"嗡嗡嗡!“
突兀的震动声打破大二自习室的寂静。
余式微看着号码生出一股不祥的预感,但是不得不接。
“少奶奶,二少出差回来了,夫人让你立刻回大院,千万不能迟到。”
她的新婚丈夫回来了。
那个只有新婚那晚匆匆一面,就六个月没见的陌生人。
笔尖猛地洇开一小团墨,染黑了半行刚勾好的重点。
余式微喉间发紧,那点安稳瞬间被慌乱冲得七零八落。
她没有认可过这段婚姻,更不想回去面对陈家一大家子的挑剔。
可寄人篱下的身份容不得她半分反抗,所有翻涌上来的抗拒都被她硬生生压回了心底,只低低应了声,“我知道了,马上回去。”
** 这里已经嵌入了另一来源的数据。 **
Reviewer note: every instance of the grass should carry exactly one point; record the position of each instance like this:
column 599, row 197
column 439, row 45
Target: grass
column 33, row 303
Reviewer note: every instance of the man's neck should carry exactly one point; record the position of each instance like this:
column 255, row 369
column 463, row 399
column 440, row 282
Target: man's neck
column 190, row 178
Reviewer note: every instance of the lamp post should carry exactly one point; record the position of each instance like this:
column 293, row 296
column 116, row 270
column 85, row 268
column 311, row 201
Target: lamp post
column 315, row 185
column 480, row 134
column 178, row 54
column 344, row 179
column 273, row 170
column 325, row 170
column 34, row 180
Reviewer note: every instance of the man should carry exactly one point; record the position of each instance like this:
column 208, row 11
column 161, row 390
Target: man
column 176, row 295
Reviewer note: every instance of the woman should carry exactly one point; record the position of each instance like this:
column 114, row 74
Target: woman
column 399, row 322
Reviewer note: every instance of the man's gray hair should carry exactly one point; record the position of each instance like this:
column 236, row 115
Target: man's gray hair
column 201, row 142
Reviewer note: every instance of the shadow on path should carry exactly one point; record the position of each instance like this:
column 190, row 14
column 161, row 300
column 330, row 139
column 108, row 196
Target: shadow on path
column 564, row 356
她托舍友夏子苏向导员请假,转头拦了出租车,就往陈家军委大院赶。
急匆匆到门口,她整了整身上洗得干净的白衬衫,低着头一步步往里走。
没等进门,一辆草绿色吉普车突然风驰电掣般从身后开过来,卷着深秋的冷风,擦过她的身边,停在正门口。
冷硬、强势、甚至称得上嚣张的姿态。
余式微脚步猛地顿住,心脏骤然缩成一团,连呼吸都慢了半拍。
她不用看也知道,车上的人就是陈瀚东。
车门打开,一条笔直修长的腿迈了出来,因为穿着军人特制的军靴,落在地上的时候分外沉重些。
余式微指尖悄悄攥紧了背包的背带。
学过的微表情知识告诉她,越是气场强势外放的人,越会用这种刻意的存在感压迫对方。
迎着压迫反抗,只会引来不必要的关注。
她低头退让。
反正忍过这阵就能回学校,没必要逞一时之快撞上去。
所幸那人只是平静地看了眼慢吞吞的她,驻留片刻,看余式微没有走过去的打算,直接进了家门。
听到汽车声,陈夫人等一干人纷纷奔出来迎接。
“瀚东,你回来了?”
陈夫人显然十分激动,连平日里常常用来教导余式微‘喜怒不形于色’的那一套都忘了,也不再用贵妇的身份让自己格外矜持。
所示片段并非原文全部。